Determination of quantitative parameters was also carried out for the modification of the measurement algorithm. The obtained results are presented in

Table 3. Qualitative indicators obtained for four velocity values (v) and measurement window with length 1 s, shifted 0.1 s and 1 s.
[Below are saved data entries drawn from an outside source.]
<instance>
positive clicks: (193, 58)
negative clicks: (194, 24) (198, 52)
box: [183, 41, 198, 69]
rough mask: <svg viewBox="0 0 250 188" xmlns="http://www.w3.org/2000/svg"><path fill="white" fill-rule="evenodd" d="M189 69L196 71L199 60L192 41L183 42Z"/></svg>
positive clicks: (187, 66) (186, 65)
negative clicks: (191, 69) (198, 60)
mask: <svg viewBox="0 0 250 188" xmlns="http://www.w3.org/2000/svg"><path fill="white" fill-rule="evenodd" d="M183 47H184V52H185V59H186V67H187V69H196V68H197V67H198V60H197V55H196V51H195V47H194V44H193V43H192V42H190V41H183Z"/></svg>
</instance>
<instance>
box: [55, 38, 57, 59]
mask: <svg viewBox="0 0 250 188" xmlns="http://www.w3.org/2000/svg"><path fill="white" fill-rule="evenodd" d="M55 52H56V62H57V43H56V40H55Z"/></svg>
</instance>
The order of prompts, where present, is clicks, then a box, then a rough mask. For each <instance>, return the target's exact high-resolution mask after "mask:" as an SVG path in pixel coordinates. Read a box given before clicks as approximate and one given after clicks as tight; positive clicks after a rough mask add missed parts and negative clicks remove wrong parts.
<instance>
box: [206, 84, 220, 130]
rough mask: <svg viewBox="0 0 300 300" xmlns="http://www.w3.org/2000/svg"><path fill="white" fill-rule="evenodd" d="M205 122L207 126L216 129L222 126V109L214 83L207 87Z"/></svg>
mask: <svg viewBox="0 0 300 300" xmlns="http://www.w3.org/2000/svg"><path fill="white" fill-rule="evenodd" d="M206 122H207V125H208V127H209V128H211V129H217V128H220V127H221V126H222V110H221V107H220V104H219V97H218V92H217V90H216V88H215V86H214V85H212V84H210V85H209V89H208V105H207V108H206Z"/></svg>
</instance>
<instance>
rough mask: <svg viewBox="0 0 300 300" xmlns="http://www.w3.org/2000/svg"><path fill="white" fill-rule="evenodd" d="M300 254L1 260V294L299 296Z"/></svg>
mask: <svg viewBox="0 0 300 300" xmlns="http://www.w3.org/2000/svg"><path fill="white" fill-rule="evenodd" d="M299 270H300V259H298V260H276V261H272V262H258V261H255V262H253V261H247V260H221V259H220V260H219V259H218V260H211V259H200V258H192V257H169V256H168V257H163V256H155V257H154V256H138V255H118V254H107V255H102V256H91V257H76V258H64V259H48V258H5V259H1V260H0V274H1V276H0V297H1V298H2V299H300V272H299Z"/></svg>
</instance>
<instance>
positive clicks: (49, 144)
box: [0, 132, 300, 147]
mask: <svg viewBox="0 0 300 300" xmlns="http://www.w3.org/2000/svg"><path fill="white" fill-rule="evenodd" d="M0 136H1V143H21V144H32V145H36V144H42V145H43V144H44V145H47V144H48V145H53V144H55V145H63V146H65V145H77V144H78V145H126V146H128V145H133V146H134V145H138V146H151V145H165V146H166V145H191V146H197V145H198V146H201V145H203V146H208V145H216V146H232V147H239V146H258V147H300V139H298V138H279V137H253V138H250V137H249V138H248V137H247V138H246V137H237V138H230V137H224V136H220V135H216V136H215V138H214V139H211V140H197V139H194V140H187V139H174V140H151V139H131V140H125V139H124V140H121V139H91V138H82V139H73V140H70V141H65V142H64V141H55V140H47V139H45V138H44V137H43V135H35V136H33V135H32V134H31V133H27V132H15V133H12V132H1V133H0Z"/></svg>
Window Shifted (s)	v (ms−1)	vavg (ms−1)	vmin (ms−1)	vmax (ms−1)	Range (ms−1)	ε	σ
0.1	0.50	0.506	0.484	0.546	0.062	4.97 × 10−4	0.022
1.0	0.50	0.510	0.484	0.546	0.062	6.36 × 10−4	0.025
0.1	0.75	0.798	0.750	0.833	0.083	0.004	0.037
1.0	0.75	0.790	0.750	0.833	0.083	0.003	0.040
0.1	1.00	1.074	1.035	1.154	0.119	0.008	0.046
1.0	1.00	1.065	1.035	1.154	0.119	0.006	0.044
0.1	2.00	1.900	1.638	2.621	0.983	0.042	0.181
1.0	2.00	1.895	1.638	2.341	0.702	0.046	0.197

. Shifting the window every 0.1 s caused additional fluctuations of the measured velocity, without significantly changing the errors.

5. Conclusions

The method of measuring the flow velocity under non-isothermal conditions was tested in the flow with the dominant component of the flow velocity vector. As part of the conducted experiments, the method was verified in terms of sensitivity to changes of the sense and flow velocity values. The conducted research has shown that, using the presented method, it is possible to measure the velocity in non-isothermal flows, with the use of temperature fluctuations as a marker. This method allows for the verification of numerical models in the field of heat and mass transfer [18]. The scope of the method’s applications is limited only by the temperature resistant range of the sensors used and their transmission band. The main advantages of the method are its insensitivity to changes in the static characteristics of thermometric sensors, which means that there is no need to calibrate the sensors. The measuring range and time resolution of the obtained results can be adjusted by selecting the appropriate sampling frequency (taking into account the dynamic properties of the sensors) and the length of the window.